I was recently asked to investigate a performance issue on one of our customer's production systems. Some comparative analysis of AWR reports between 'good' and 'bad' periods showed that the queries being run by the part of the application that had problems were circa 50% slower but what really caught my attention was an unrelated query that had jumped from about 8th place in the AWR response time 'offenders' list up to first place. It was also accounting for huge amounts of logical I/O and a fair bit of physical I/O.

Looking in more detail at this query we got AWR SQL reports that showed its performance during the 'good' and 'bad' periods. These showed that a different plan was in use during the 'bad' period. This plan had a table scan whereas the other plan used an index lookup. It has to be said though that neither plan can have been all that great - if the index plan was 'good' then the query shouldn't have been in the AWR top 10 offenders list at all.

So we knew that the query was changing plans. We've seen this problem before and the usual first step is to go and check the statistics on the table. We did this and found that the stats were just over a week old (i..e not really 'stale') and that they had not changed at all between the 'good' and 'bad' periods of performance.

So, that brought us back to the frequently asked question 'why does a query change plans when the stats have not changed?'. Richard Foote has written a good article about this and suggests one explanation…

http://richardfoote.wordpress.com/2010/02/16/how-does-an-execution-plan-suddenly-change-when-the-statistics-remain-the-same-in-limbo/

We did some more checking and proved to ourselves that Richard's explanation (that the data being queried is newer than the histograms in the table stats so the optimizer can't get a good cost estimate) did not fit our situation.

Sometimes our data was older than the stats, sometimes newer. In principle then, Richards explanation might fit. We checked the AWR data for this query manually over the past several days. In each AWR snapshot period we found that there was just one plan and that the plan seemed to be stable for more than 12 hours before switching again. This didn't fit Richard's explanation - the application would typically be hitting a mix of older and newer data so we should see both plans being used during the same period.

We shifted over to a test system and found a couple of key values - one that would access data that was older than the stats and one newer. The shared pool was flushed before each test to force Oracle to 'forget' any previous decisions about the plan. We found that both the older and the newer key values would choose the index plan in spite of the lack of histogram data for the newer key value.

We then looked in more detail at the query and how the application used it.
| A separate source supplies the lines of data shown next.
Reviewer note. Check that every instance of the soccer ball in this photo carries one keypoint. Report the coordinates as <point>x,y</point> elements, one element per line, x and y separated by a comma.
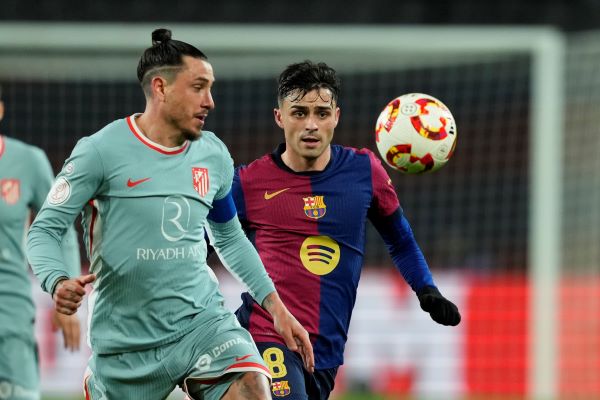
<point>415,133</point>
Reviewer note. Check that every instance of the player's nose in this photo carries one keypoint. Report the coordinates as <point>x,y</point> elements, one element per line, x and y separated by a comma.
<point>207,101</point>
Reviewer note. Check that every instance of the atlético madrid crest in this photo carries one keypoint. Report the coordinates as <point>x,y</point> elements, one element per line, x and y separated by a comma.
<point>314,206</point>
<point>10,190</point>
<point>200,180</point>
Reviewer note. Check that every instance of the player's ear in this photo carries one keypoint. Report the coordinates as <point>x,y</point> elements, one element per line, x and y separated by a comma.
<point>158,85</point>
<point>277,115</point>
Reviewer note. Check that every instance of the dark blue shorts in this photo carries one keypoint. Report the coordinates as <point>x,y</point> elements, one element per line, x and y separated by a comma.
<point>290,380</point>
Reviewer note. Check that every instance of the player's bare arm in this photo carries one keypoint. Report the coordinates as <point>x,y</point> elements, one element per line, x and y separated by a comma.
<point>295,336</point>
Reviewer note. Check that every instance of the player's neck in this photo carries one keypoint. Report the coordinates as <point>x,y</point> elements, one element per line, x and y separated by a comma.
<point>298,163</point>
<point>158,131</point>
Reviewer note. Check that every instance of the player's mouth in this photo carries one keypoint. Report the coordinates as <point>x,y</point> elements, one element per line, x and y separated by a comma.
<point>311,141</point>
<point>200,117</point>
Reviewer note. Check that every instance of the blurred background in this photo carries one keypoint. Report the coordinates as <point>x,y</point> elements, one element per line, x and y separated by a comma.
<point>510,226</point>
We found that it was being used to query a relationship that had very variable cardinality. Sometimes it would find just 2 or 3 related objects, other times (by design) it would find tens of thousands or even hundreds of thousands. We then tried testing using key values that would find low cardinality against ones with high cardinality. When we picked the high cardinality key we found that it picked the table scan plan - so there was the initial answer to the question…

• Q: 'why does a query change plans when the stats have not changed?'

• A: 'because the optimizer uses bind variable peeking and can quite correctly decide on different plans because different key values result in large differences in cardinality'

The snag was that the results of our earlier AWR queries also meant that this was not the full explanation of our problem - if bind variable peeking was the full explanation then we should see both plans being used during each snapshot.
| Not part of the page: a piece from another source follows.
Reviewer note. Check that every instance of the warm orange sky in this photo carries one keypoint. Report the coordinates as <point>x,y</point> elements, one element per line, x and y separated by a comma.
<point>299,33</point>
We did some more tests and discovered that if we ran the high cardinality test first and then ran the low cardinality keys immediately afterwards (without flushing the shared pool), the low cardinality key would also use the table scan plan (and run slowly). We could also reverse the two tests and cause the high cardinality key to use the index lookup plan.

The Oracle documentation seems to provide the explanation for this…

http://download.oracle.com/docs/cd/B19306_01/server.102/b14211/optimops.htm

"On subsequent invocations of the cursor, no peeking takes place, and the cursor is shared, based on the standard cursor-sharing criteria, even if subsequent invocations use different bind values"

So basically if the two queries pass the cursor sharing test (which in our case they would) then bind variable peeking is only done for the first run of the query and the optimizer assumes that the plan is good for any subsequent invocations.

So what was happening in our production system was that…

• Usually the low cardinality query would run and cause the optimizer to choose the index lookup plan.
• Sometimes the query would be evicted from the library cache by other activity
• If the query is not in the library cache and the next run of the query has a high cardinality, the optimizer will choose the table scan plan
• All subsequent invocations of the query would then use the table scan plan until the query was again evicted from the library cache. For low cardinality queries this resulted in the performance issue that we saw.

There are probably lots of potential solutions to this. SQL hints and Oracle 11 SQL profiles spring to mind. In our case upgrading to Oracle 11 or changing the application were not practical so we created a new composite index that covered more of the 'where' clause and would persuade the optimizer to choose an index lookup regardless of whether the cardinality was high or low.